For the folks who are most serious about delivering cutting-edge innovation in pharmaceutical AI, there are also dual degree programs on offer. Combining a PharmD (Doctor of Pharmacy) and an MSAI makes you a dual threat: an expert who understands the chemical, clinical, and computational angles all at the same time.
For professionals who have already earned a degree in AI or computer science but want to upgrade their skillset to work in pharmaceutical R&D, certificate programs offer an option short of a full second degree. Taking less than a year to complete, and costing far less to earn, an option like a Data Science and Machine Learning for Biotechnology Certificate Program can build on your existing skills with pharma-related knowledge.
There are also options that are less focused on AI, but which can boost your pharma development knowledge, like a Drug Product Development Certificate. Offering overview courses that introduce you to regulatory principles, the drug development process, and basics of chemical and molecular interaction, these can be a valuable addition to core AI skills.
Professional Certifications Help Signal Skills in AI and Pharma Development
Professional certification is a different beast than educational certificate programs. While you acquire knowledge and skill from a college certificate, just as you do from degree coursework, a professional certification is about testing and validating those skills for employers.
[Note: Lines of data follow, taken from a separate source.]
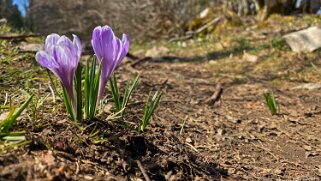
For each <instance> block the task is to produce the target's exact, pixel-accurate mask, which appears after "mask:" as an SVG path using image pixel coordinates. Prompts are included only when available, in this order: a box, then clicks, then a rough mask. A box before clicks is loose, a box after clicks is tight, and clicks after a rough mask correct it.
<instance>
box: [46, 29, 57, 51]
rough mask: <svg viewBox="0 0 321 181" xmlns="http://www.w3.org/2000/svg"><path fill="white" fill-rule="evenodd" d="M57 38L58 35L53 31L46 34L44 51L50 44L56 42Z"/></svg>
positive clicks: (46, 48)
mask: <svg viewBox="0 0 321 181" xmlns="http://www.w3.org/2000/svg"><path fill="white" fill-rule="evenodd" d="M59 38H60V36H59V35H58V34H55V33H53V34H50V35H48V36H47V38H46V41H45V51H49V50H50V47H51V46H52V45H55V44H57V41H58V40H59Z"/></svg>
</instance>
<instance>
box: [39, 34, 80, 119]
mask: <svg viewBox="0 0 321 181" xmlns="http://www.w3.org/2000/svg"><path fill="white" fill-rule="evenodd" d="M81 52H82V46H81V42H80V39H79V38H78V37H77V36H76V35H73V41H71V40H70V39H69V38H67V37H66V36H59V35H57V34H51V35H48V36H47V38H46V41H45V47H44V50H41V51H39V52H37V54H36V60H37V62H39V64H40V65H41V66H43V67H45V68H47V69H49V70H50V71H51V72H52V73H54V74H55V75H56V76H57V77H58V79H59V80H60V82H61V85H62V87H63V89H64V92H66V93H67V94H68V97H69V100H65V102H66V101H69V103H70V102H71V104H72V106H71V107H69V108H67V109H71V110H68V112H69V111H70V114H73V115H71V117H72V118H74V115H75V114H76V111H77V109H76V108H77V99H76V97H75V93H74V88H73V81H74V76H75V72H76V70H77V67H78V63H79V60H80V56H81ZM66 96H67V95H66ZM69 106H70V105H69Z"/></svg>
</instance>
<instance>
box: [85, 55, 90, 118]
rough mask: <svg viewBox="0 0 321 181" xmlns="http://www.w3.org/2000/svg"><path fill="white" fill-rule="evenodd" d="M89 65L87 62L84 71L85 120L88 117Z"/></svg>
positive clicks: (89, 91) (88, 110) (89, 80)
mask: <svg viewBox="0 0 321 181" xmlns="http://www.w3.org/2000/svg"><path fill="white" fill-rule="evenodd" d="M89 69H90V68H89V63H88V61H87V64H86V69H85V85H84V86H85V90H84V94H85V95H84V96H85V100H84V104H85V118H88V116H89V100H90V97H89V96H90V87H89V86H90V84H89V83H90V76H89Z"/></svg>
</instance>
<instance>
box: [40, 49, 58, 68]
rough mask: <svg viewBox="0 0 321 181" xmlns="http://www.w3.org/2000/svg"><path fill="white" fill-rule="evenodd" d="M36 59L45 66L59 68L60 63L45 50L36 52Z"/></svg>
mask: <svg viewBox="0 0 321 181" xmlns="http://www.w3.org/2000/svg"><path fill="white" fill-rule="evenodd" d="M36 61H37V62H38V63H39V64H40V65H41V66H43V67H45V68H48V69H53V68H57V67H58V65H57V63H56V62H55V60H53V58H52V57H51V56H50V55H49V54H48V53H46V52H45V51H39V52H37V54H36Z"/></svg>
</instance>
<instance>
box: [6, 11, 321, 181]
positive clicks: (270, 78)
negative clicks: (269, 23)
mask: <svg viewBox="0 0 321 181" xmlns="http://www.w3.org/2000/svg"><path fill="white" fill-rule="evenodd" d="M303 18H306V17H303ZM285 20H286V22H290V21H292V19H285ZM276 22H279V19H277V20H276ZM300 22H301V20H300V21H299V20H298V21H297V22H296V23H297V24H296V23H294V24H292V23H288V24H289V27H288V29H291V28H292V29H293V28H296V27H297V26H298V24H299V23H300ZM302 22H307V21H302ZM272 24H273V21H272ZM274 24H275V22H274ZM301 24H302V23H301ZM261 26H263V25H261ZM267 26H268V25H267ZM293 26H294V27H293ZM302 26H303V25H302ZM304 26H305V25H304ZM253 27H257V26H256V25H253ZM253 27H252V28H253ZM280 27H281V26H280ZM267 29H268V30H266V31H258V30H257V31H255V32H251V31H248V30H247V29H246V28H242V27H241V28H239V29H236V28H235V27H234V28H233V29H227V30H226V31H225V29H224V32H225V33H226V34H225V35H224V36H223V35H222V36H221V37H222V38H217V39H218V40H213V41H212V42H211V41H209V42H206V41H201V42H197V41H193V42H192V41H191V42H189V41H188V42H187V43H186V44H187V47H185V48H183V47H179V50H180V51H181V52H180V53H178V54H177V55H176V54H175V56H178V57H188V58H181V59H180V60H181V61H190V62H175V63H172V62H163V63H159V62H158V63H157V62H150V61H145V62H141V63H139V64H137V65H136V66H135V67H134V68H128V64H126V63H125V62H124V63H123V64H122V66H121V67H120V68H119V69H118V70H117V76H118V77H119V79H120V80H121V81H120V86H121V87H123V86H124V84H125V80H128V79H129V78H132V77H134V72H140V73H141V82H140V84H139V86H138V87H137V90H136V91H135V92H134V93H133V99H132V100H131V102H130V103H129V105H128V106H129V107H128V110H126V112H127V116H126V117H125V119H126V123H127V125H128V127H127V128H122V127H121V126H119V124H117V123H116V122H112V121H107V120H106V118H107V116H108V115H109V114H110V107H111V105H112V103H110V100H111V99H110V96H107V99H106V100H107V101H106V102H107V103H106V106H105V107H104V108H103V109H102V111H101V114H100V116H99V117H98V119H96V120H94V123H92V122H88V121H84V122H82V123H80V126H81V127H82V128H85V129H83V130H78V129H76V128H75V127H74V126H73V125H72V124H71V123H70V121H69V120H68V119H67V117H68V116H67V115H66V114H65V110H64V107H63V103H62V101H61V100H59V98H57V100H56V102H55V103H54V101H53V98H52V96H51V94H50V90H49V88H48V85H49V83H48V78H47V75H46V74H45V71H44V70H43V69H40V68H39V66H38V65H37V64H36V63H35V62H34V57H33V55H32V56H30V55H28V54H27V55H20V54H19V53H18V51H17V49H16V48H15V47H14V45H12V44H11V43H10V42H4V41H3V42H2V45H1V47H0V50H1V51H3V52H5V53H4V54H3V56H2V57H4V58H3V59H1V61H0V66H2V67H6V69H1V71H0V73H1V75H0V94H1V96H2V97H3V95H4V94H5V93H10V94H13V95H15V101H16V102H22V101H23V100H24V97H23V96H22V95H21V91H20V89H22V90H27V91H30V92H33V93H35V94H37V96H38V97H39V98H44V97H46V96H47V95H49V96H48V98H47V99H46V100H45V101H44V103H43V105H42V106H40V107H39V108H35V107H34V106H35V105H37V104H36V103H34V104H32V105H33V106H29V107H30V108H29V109H28V112H26V113H25V114H23V116H22V117H21V118H20V119H19V120H18V122H17V126H16V127H15V129H14V130H15V131H19V130H24V131H26V132H27V133H26V137H27V144H26V145H22V146H20V147H17V148H4V147H0V148H1V152H0V180H142V179H143V180H264V179H266V180H277V179H280V180H319V179H320V177H321V126H320V125H321V124H320V120H321V119H320V118H321V106H320V101H321V91H320V89H321V84H320V83H319V82H320V79H321V74H320V72H321V71H320V69H321V61H320V56H319V55H320V52H315V53H310V54H309V53H307V54H295V53H293V52H291V51H290V49H289V48H288V47H287V46H286V45H285V43H284V41H282V39H281V35H279V34H280V31H277V34H276V33H275V30H274V28H273V27H268V28H267ZM235 34H237V36H236V37H235V36H234V35H235ZM254 35H255V36H254ZM214 39H215V38H214ZM189 44H191V46H192V47H188V46H190V45H189ZM171 46H172V45H171ZM175 46H176V45H175ZM200 47H201V48H202V49H201V48H200ZM246 51H247V52H246ZM195 52H196V53H200V52H201V53H200V54H203V55H202V56H196V55H195V54H196V53H195ZM169 54H170V53H169ZM245 55H246V56H245ZM249 56H250V59H251V61H248V60H247V59H249ZM204 57H205V58H204ZM251 57H252V58H253V57H254V58H255V60H254V61H253V59H252V58H251ZM194 59H195V60H194ZM204 59H206V60H205V61H204ZM193 61H194V62H193ZM218 85H220V86H218ZM219 87H221V88H222V89H223V93H222V95H221V96H218V97H217V98H218V101H217V102H216V103H215V104H213V105H210V104H208V103H207V102H208V101H207V100H208V99H209V98H210V97H211V96H212V95H213V93H215V92H217V91H218V88H219ZM160 88H162V89H163V91H164V96H163V97H162V100H161V102H160V105H159V108H158V109H157V111H156V113H155V115H154V116H153V119H152V121H151V123H150V125H149V126H148V127H147V131H146V132H145V133H143V134H141V135H138V134H137V132H136V131H135V130H133V128H135V127H136V126H137V124H138V122H139V121H140V119H141V116H142V109H143V107H144V101H145V99H146V96H147V95H148V93H149V92H150V91H152V92H155V91H157V90H159V89H160ZM270 90H273V92H274V93H275V95H276V96H277V101H278V102H279V104H280V108H281V109H280V113H279V114H278V115H274V116H272V115H271V114H270V112H269V110H268V108H267V106H266V105H265V102H264V98H263V93H265V92H266V91H270ZM2 97H1V98H2ZM1 103H2V102H1Z"/></svg>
Both technology and medicine are fields where professional certifications are the norm, so you should expect to stack a few of them on your resume if this is your path. For technical skills in AI and machine learning, you can find all kinds of certification options from both industry groups and vendors.
There aren’t specific certifications for AI in pharmaceutical R&D, however. But there are specific certs that are aligned with the field, like the PDCP (Pharmaceutical Development Certified Professional™) from the Center for Professional Innovation and Education. These offer some of the technical pharmaceutical development training that most AI professionals will have missed. At the same time, it assures potential employers that you’ve mastered additional skills in areas like cell and gene therapy, CRISPR, and principles of chemistry for pharmaceutical science.
If you’re looking for an area where you can start applying AI and making a difference to the world right now, pharmaceutical R&D fits the bill.